Dari tulisan itu rasanya rumah bagi James lebih daripada sekadar tempat. Meminjam kalimat Pidi Baiq, Ohio (Cleveland Cavaliers) baginya tidak hanya masalah geografis, lebih dari itu melibatkan perasaan. Bagaimanapun ada keterikatan antara James dengan kotanya sendiri. Dengan rumah yang ia cintai sejak kecil.
Kepulangan James kemudian disambut dengan sukacita. Rasanya kebencian empat tahun silam menjadi bias bahkan hilang. Disadari atau tidak, ia telah menjadi harapan baru di Ohio. Ia adalah seorang pria yang menjelajahi dunia untuk mencari apa yang ia butuhkan, lalu kembali ke rumah untuk menemukannya. Sang putra daerah yang hilang kembali pulang.
Di musim pertamanya setelah kembali, James langsung menunjukkan kedigdayaannya. Ia kembali membawa timnya—kini Cavaliers—ke final NBA. Akan tetapi, lagi-lagi ada palang melintang. Golden State Warriors yang fenomenal itu berhasil menumbangkan Cavaliers dan menjadi juara musim 2015.
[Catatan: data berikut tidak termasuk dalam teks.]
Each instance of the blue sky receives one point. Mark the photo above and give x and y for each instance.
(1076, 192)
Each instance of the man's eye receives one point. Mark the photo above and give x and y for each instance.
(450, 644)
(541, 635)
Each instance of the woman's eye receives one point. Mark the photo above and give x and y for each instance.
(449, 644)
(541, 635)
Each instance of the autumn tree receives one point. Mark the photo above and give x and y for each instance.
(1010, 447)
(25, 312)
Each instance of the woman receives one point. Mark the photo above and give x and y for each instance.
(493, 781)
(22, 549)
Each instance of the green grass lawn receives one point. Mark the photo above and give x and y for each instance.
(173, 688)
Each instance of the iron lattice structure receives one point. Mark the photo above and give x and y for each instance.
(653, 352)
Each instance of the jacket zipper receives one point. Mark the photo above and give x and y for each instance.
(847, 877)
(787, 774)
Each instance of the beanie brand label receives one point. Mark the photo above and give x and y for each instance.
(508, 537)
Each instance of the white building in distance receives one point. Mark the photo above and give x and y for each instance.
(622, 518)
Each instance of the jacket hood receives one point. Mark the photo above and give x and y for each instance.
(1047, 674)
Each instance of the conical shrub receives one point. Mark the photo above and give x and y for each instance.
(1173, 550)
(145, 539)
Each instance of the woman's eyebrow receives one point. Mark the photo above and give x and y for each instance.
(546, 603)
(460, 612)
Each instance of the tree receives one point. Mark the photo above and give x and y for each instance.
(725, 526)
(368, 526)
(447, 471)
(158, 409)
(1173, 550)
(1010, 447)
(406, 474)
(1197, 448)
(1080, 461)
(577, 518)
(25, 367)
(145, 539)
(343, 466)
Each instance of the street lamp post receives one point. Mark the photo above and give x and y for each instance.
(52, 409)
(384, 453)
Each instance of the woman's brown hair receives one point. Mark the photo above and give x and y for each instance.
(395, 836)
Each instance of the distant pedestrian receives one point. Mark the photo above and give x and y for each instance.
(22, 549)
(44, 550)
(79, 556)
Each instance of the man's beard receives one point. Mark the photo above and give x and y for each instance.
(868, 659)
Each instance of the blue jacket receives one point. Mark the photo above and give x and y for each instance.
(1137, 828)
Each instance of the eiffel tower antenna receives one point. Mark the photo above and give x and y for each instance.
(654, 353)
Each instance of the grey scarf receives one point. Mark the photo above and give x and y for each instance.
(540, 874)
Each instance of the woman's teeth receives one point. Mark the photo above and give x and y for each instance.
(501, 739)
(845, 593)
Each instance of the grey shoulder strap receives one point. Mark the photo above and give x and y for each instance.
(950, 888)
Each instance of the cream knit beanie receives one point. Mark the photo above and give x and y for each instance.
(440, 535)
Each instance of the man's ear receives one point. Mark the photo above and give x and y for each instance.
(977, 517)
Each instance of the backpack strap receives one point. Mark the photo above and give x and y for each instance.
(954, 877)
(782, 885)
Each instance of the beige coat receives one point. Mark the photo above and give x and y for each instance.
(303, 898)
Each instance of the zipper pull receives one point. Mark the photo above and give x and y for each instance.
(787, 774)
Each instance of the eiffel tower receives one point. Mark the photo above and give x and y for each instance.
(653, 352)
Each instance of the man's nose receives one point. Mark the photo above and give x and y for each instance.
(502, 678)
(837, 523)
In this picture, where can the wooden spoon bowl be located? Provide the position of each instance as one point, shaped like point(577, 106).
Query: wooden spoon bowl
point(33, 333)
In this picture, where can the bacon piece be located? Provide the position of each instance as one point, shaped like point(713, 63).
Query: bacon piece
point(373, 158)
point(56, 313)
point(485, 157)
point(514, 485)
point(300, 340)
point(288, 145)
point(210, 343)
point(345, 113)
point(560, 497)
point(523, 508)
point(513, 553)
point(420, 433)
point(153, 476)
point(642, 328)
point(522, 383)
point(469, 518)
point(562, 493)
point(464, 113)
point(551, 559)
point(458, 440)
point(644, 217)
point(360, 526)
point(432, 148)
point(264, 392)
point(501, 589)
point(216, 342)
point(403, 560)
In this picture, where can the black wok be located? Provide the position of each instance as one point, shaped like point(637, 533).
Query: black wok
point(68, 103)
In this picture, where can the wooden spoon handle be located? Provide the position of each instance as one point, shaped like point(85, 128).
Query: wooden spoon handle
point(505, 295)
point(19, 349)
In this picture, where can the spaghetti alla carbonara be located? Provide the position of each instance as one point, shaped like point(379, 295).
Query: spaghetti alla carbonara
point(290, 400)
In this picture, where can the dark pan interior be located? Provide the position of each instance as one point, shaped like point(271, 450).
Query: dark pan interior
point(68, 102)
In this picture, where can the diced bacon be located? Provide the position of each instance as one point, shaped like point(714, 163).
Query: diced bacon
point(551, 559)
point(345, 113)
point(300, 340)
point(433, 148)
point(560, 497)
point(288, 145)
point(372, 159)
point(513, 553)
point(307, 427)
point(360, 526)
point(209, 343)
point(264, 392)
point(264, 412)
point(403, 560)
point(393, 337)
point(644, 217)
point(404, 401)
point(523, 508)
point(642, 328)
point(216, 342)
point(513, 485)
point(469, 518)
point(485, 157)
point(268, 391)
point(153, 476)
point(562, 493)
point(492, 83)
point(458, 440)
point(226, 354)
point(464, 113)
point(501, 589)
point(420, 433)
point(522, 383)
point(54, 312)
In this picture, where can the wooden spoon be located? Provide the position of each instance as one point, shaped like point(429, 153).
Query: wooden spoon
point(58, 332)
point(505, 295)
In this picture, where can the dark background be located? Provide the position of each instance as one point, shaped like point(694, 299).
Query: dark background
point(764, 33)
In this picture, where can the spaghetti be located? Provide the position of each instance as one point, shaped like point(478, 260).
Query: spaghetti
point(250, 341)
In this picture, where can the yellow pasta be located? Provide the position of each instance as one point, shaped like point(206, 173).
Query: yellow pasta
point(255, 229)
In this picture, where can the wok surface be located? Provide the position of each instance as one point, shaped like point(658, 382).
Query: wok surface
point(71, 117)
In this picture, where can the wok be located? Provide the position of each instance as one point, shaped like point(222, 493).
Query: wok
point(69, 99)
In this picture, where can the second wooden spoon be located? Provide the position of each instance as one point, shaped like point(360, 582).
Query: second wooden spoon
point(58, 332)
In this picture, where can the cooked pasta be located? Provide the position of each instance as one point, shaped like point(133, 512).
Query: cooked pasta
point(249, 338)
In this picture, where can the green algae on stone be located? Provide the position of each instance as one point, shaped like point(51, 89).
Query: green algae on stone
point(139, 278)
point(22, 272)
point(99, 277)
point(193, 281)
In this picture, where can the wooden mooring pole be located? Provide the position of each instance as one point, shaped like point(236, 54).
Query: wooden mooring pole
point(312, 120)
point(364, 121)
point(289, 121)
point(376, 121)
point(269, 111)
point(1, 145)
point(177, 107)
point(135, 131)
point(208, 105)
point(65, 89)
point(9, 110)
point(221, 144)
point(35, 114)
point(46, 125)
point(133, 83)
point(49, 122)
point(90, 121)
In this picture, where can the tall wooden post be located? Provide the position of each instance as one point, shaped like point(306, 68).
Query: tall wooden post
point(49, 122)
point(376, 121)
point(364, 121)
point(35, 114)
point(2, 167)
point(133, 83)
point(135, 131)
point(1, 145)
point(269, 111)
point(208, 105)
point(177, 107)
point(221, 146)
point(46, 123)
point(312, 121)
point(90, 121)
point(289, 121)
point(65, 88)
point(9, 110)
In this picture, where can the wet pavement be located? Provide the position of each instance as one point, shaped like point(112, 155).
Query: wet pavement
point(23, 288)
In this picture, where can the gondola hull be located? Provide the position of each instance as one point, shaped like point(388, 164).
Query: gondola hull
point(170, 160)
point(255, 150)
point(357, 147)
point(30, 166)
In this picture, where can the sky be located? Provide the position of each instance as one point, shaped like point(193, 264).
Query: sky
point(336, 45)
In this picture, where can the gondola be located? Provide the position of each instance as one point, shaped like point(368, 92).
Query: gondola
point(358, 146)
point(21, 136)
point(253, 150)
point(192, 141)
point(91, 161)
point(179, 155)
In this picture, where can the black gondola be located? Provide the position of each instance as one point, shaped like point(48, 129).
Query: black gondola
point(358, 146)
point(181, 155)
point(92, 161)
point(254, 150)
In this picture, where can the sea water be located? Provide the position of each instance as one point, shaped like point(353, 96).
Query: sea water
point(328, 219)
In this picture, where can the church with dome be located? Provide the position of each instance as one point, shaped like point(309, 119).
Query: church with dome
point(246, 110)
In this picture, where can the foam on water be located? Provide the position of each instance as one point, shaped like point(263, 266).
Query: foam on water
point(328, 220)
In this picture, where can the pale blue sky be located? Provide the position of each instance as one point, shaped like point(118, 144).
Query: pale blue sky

Setahun berselang, kedua tim besar itu bertemu kembali di final. Warriors masih dengan kehebatannya. Mereka sangat prestisius di musim reguler dengan rekor 73-9. Di final, lawan sudah unggul 3-1. Warriors hanya membutuhkan satu kali kemenangan lagi untuk jadi back-to-back champion. Akan tetapi, James dkk. memiliki magis tersendiri. Cavaliers berhasil mengejar ketinggalan itu sampai akhirnya memenangkan laga final 4-3. Padahal sebelumnya tidak ada satu pun tim yang bisa kembali dari kekalahan 3-1. Cincin juara musim 2016 layak melingkar di jari James.
Dengan raihan juara itu, James pada akhirnya kembali menjadi pahlawan kota. Ia telah membawa trofi bergengsi yang tidak pernah singgah ke Ohio selama 52 tahun dalam semua ajang olahraga. Bayangkan, 52 tahun tanpa gelar juara di ajang apapun! Dan ia telah menjadikan rumahnya sendiri kebahagiaan untuk “keluarga besarnya”. Mungkin ini akan menjadi momen terbaik dalam hidup seorang Raja (King James adalah sebutan untuk LeBron James).
Maka suatu hari, jika saya mulai menua, saya juga akan kembali ke rumah. Lima tahun bukan waktu yang sebentar, tapi juga tidak cukup lama untuk membentuk diri menjadi lebih baik lagi. Sementara ini, saya membutuhkan lebih banyak waktu untuk berproses. Suatu hari, akan ada saatnya pulang membawa dan membangun sesuatu. Seperti LeBron James.
Omong-omong, selamat ulang tahun, LeBron James!